De nouveaux types d'assurancelancés par les gouvernements africains protègent mieux les petits agriculteurs, selon une nouvelle étude.
Ils permettent aux agriculteurs de mieux résister aux phénomènes météorologiques extrêmes aggravés par le réchauffement climatique, ainsi qu'aux obstacles tels que le manque d'infrastructure et de financement, explique le rapport, publié la semaine dernière par l'Université de Columbia et le groupe de recherche sur les changements climatiques, l'agriculture et la sécurité alimentaire (CCAFS), rapporte Reuters.

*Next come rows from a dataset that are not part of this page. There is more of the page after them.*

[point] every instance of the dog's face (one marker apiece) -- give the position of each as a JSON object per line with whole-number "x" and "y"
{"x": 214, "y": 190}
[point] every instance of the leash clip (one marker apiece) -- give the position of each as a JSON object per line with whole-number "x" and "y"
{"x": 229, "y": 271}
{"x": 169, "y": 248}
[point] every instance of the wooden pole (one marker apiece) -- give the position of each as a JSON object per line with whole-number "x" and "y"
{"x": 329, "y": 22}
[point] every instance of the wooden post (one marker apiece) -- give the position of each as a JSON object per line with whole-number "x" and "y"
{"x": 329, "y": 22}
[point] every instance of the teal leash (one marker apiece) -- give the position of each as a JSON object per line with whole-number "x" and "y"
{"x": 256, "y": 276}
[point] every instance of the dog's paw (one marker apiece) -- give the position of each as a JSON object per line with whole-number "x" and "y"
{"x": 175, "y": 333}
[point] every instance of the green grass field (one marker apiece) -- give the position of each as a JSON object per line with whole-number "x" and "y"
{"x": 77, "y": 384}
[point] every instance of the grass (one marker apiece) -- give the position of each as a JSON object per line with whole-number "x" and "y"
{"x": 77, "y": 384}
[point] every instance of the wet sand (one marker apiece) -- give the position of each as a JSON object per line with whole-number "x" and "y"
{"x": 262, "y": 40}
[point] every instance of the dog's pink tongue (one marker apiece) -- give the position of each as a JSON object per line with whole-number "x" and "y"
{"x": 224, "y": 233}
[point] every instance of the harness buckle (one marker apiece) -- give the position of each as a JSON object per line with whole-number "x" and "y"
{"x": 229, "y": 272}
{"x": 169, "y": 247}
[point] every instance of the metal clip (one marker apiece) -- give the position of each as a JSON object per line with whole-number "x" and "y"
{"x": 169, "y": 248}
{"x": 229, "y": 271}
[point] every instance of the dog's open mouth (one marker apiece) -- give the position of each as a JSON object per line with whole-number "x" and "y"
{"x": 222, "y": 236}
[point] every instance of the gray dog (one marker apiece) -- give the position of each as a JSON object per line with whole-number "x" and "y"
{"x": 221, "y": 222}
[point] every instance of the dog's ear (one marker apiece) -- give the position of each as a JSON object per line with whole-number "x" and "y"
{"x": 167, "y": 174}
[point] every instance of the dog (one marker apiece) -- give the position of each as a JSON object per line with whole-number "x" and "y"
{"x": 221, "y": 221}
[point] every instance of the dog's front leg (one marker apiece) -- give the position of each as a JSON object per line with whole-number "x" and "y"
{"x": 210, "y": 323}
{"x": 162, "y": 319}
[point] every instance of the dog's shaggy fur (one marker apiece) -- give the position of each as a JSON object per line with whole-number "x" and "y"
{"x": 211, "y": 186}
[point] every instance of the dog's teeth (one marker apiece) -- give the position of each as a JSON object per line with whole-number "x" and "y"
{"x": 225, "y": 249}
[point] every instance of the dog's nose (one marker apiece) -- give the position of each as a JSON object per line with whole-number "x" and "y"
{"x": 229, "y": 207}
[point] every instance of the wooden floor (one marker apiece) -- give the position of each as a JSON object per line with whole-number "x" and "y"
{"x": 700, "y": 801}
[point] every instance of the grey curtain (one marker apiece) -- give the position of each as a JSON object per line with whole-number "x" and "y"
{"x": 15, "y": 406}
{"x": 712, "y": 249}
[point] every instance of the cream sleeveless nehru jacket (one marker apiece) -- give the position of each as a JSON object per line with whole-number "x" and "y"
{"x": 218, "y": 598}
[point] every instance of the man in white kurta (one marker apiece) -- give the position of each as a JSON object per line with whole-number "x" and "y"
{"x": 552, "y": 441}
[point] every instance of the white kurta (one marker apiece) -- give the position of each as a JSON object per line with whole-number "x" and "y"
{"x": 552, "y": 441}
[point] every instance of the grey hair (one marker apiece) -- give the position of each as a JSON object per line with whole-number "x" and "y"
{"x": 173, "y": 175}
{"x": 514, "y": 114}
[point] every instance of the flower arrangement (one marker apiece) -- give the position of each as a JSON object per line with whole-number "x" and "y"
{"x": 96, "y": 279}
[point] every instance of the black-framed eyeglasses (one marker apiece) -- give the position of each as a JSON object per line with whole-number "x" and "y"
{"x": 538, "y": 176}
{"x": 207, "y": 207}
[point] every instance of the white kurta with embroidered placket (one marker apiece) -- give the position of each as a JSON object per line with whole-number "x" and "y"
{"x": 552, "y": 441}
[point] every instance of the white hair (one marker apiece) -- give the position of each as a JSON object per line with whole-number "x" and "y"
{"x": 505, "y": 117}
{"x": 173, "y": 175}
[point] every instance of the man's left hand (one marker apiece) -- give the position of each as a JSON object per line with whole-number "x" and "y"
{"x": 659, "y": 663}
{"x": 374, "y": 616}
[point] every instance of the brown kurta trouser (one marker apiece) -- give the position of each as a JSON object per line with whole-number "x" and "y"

De plus en plus d'agriculteurs sont en mesure d'obtenir une couverture grâce à un passage de l'assurance responsabilité civile traditionnelle à une assurance indicielle.
Celle-ci permet de fixer le montant des paiements sur les pertes spécifiques rencontrées par un client. Les agriculteurs peuvent ainsi acheter une assurance leur permettant de recevoir un paiement si la quantité de précipitations dans une période donnée augmente ou diminue au-delà de niveaux acceptables, ou encore si le rendement moyen des récoltes descend en dessous d'un certain niveau.
Il est préféré au modèle traditionnel, peu viable, qui oblige les assureurs à évaluer et couvrir de nombreuses petites exploitations avec de faibles marges.
Au Nigeria, plus de six millions d'agriculteurs bénéficieront d'un régime d'assurance-récolte à la fin de cette année, a déclaré un haut fonctionnaire du ministère de l'Agriculture, Débísí Araba.
Par ailleurs, la Mutuelle panafricaine de gestion des risques (Arc) va octroyer 25 millions de dollars (22,2 millions d’euros) à la
Mauritanie, au Niger et au Sénégal dans le cadre d'un dispositif d'assurance contre les catastrophes naturelles.
Ce modèle d’assurance contre les catastrophes a été conçu pour répondre aux problèmes climatiques en Afrique par le biais de l'Arc, une institution spécialisée de l’Union africaine.
Le Kenya, le Niger, la Mauritanie et le Sénégal sont les premières nations africaines à intégrer ce nouveau mode de financement.